Dziewczyny nie znały jednak języka angielskiego. Jedna coś tam potrafiła, jakieś pojedyncze słówka. Druga nic a nic. Próbowaliśmy dogadać się więc na migi. Było bardzo zabawnie i szło w sumie całkiem nieźle. A poza tym jak fajnie było słuchać tego jak one rozmawiały między sobą po włosku. Ahh! Pomimo, że nie mogliśmy się dogadać bawiliśmy się świetnie. Śmiech łączy! Dziewczyny były szalenie sympatyczne i z całych sił starały się nam pomóc. A my pomimo, że wiedzieliśmy co i jak to dalej udawaliśmy, że się zgubiliśmy bo rozmowa z nimi była tak przyjemna. Po chwili podszedł do nas jakiś facet, który wcześniej czytał książkę. Zagadał po angielsku. Upss. Jego angielski to był na dużo wyższym poziomie niż nasz, a my tu świrujemy nie wiadomo jak. I gościu raz dwa, wytłumaczył nam po angielsku gdzie mamy iść. Pogadał też po włosku z dziewczynami, chyba się nawet znali. No to sobie myślimy - koniec świrowania na dziś, no trudno. A jednak nie! Gościu powiedział nam, że dziewczyny chcą nas odprowadzić. Ha! Kto by nie chciał odprowadzić takich kolesi jak my! Spacer z dziewczynami również był bardzo przyjemny, najpierw obie przedstawiły nam się. Francesca i Federica. Ta Francesca to była dość ładna nawet ale ta Federica to trzeba przyznać, że była zabójczo piękna. I to jeszcze jak! Szczena opada. Szkoda że nie mamy żadnych zdjęć z dziewczynami bo sami przyznalibyście nam rację. Ale akurat chwilę po tym jak zrobiliśmy sobie fotę nad wodą aparat się rozładował... A do tego dziewczyny były tak bardzo sympatyczne, ahh te włoszki. My również przedstawiliśmy się, a one natychmiast przetłumaczyły nasze imiona na włoski. Od teraz byliśmy Mario i Simone. Potem dziewczyny uczyły nas trochę ich języka, opowiadały trochę o sobie, czas mijał bardzo miło. Nawet poczęstowały nas żelkami. Francesca mówiła do mnie z żelkiem w ręku: mandzia! A ja na to, że nie jestem mandzia tylko Simone. Śmiechowa sytuacja, okazało się że mandzia to znaczy chyba poczęstuj się albo coś takiego (tak one nam to wytłumaczyły). Dalej więc było wesoło. Ale co najlepsze, dziewczyny musiały polubić nasze towarzystwo bo na stację prowadziły nas jakimiś innymi uliczkami, na około. Nadłożyliśmy sporo drogi, a czas minął bardzo szybko.
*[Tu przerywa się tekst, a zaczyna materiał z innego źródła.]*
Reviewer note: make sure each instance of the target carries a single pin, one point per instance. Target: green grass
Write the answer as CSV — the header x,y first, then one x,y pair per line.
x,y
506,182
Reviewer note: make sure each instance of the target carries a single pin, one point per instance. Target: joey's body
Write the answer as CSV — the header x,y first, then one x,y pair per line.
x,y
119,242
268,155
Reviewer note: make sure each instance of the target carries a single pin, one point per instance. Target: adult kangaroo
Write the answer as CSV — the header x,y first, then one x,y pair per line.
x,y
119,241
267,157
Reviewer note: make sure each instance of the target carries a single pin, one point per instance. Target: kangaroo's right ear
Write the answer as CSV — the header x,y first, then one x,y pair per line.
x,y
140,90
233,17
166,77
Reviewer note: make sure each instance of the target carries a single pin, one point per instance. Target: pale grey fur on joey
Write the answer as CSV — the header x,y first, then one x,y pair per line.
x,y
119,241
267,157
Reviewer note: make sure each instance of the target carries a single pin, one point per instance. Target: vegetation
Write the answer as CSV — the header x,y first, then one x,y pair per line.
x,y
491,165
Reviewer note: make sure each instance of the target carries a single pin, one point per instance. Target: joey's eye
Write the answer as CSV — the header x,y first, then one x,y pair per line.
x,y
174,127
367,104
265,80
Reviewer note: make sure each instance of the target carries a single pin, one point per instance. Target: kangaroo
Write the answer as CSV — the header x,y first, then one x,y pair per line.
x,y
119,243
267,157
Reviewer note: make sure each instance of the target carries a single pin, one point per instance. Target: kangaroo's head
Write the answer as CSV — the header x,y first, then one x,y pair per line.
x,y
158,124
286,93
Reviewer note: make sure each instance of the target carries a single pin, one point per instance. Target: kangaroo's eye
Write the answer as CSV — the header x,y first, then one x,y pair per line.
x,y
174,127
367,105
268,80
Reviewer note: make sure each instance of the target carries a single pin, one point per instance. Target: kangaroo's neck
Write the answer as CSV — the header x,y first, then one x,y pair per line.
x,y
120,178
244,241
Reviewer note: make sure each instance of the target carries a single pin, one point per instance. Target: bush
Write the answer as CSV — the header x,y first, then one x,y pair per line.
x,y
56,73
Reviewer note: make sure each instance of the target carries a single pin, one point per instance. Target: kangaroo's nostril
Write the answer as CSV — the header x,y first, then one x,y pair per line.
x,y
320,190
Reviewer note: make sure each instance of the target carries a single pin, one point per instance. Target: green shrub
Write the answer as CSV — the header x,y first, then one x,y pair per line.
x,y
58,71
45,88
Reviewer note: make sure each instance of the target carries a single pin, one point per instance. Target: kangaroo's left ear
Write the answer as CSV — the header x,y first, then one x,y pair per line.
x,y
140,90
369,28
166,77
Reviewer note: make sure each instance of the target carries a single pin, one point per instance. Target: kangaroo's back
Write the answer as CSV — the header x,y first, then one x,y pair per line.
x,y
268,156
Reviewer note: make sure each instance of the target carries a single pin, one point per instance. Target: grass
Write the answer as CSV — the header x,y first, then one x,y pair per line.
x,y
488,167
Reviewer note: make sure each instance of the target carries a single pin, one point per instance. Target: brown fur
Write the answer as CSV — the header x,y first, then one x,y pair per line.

Trzeba się było niestety pożegnać. Podziękowaliśmy pięknie za pomoc i miłe towarzystwo i dziewczyny powolutku odchodziły. Oglądały się jeszcze chyba z 5 razy i machały do nas. My zostaliśmy przy ulicy.
- "No zobacz Kosa jakie fajne dziewuchy, dobrze że do nich zagadaliśmy" - stwierdziłem zaraz po tym jak odeszły.
- "I ty jakie ładne one były. Ja cie Dżeki ale jakie ładne, widziałeś to?" - Kosa nie mógł ciągle wyjść z zachwytu.
- "No ty, typowe włoszki. Nie no super i do tego jakie sympatyczne i w ogóle"
I tak trochę stoimy. Rozmawiamy o tych włoszkach. Potem chwila ciszy. Eh mogliśmy chociaż jakiś kontakt od nich wziąć...
Chwila ciszy
NIE WZIĘLIŚMY OD NICH ŻADNEGO KONTAKTU!!!
Kosa z rozpaczy aż zbladł! "Nie jak to?! Ale z nas łosie! Takie dziewczyny, a my nie wzięliśmy numerów! Dżeki nieee!! Co my zrobiliśmy!" To była czarna rozpacz. Faktycznie mogliśmy nawiązać jakiś kontakt. To była kolejna poracha w tym dniu. Kolejna klęska. Kosa był dosłownie podłamany. Tak bardzo Federica zawróciła mu w głowie. Kilka minut po tym gdy już wreszcie ochłonął, Kosa oświadczył "muszę ją odnaleźć, wrócę do Włoch i znajdę Federicę. Mało tego, jak tylko wrócę do Polski to chcę być italiano. Włoskim elegantem. Muszę w końcu zrobić na niej dobre wrażenie!"
Ah te kobiety! Potrafią zawrócić w głowie. Jest takie powiedzenie, że "faceci rządzą światem, a facetami rządzą kobiety" Podpisujemy się pod tym obiema rękoma!
Było już ciemno. Nie było sensu zatrzymywać samochody. Znaleźliśmy kawałek trawnika za jakimś płotem. Niezłe miejsce na namiot. Poszliśmy spać. Kosa bezapelacyjnie ciągle rozmyślał o Federice. I jestem pewien, że nie raz rozmyśla o niej do dziś:)
cdn...
Kurde, ale na prawdę nie wziąć od tych pięknych dziewczyn żadnego kontaktu, to była czarna rozpacz. Normalnie sobie myślałem, może to była ta dziewczyna one the on milion. Normalnie taka piękna, że aż cudowna. Nigdy nie zapomnę tego dnia. Pewnie na tamtym świecie będę ją wspominał, o ile ona mnie tam nie spotka. Kurcze widzieć takie dziewczyny na żywo, to normalnie na prawdę aż się chce żyć. A o tym Italiano, to na prawdę będę myślał. Nie poddam się będę elegantem. Dla takich dziewczyn wszystko, ale trzeba też z umiarem. trzeba mieć granice. Póki co następnie jak gdzieś pojedziemy, to albo zahaczymy tam jeszcze do Trieste, bo zostaliśmy zaproszeni przez Fabio, albo specjalnie pojedziemy, aby znaleźć dom Federiki. Po prostu następnym razem jak nie weźmiemy od kogoś kontaktu, to Dżeki przyrąb mi z banan, albo ewentualnie z Halleluyah. Na prawdę ta Federika, to była piękność. Możecie mi się dziwić, że tak piszę, ale jakbyście ją zobaczyli, to też tak by zareagowaliście. Na prawdę.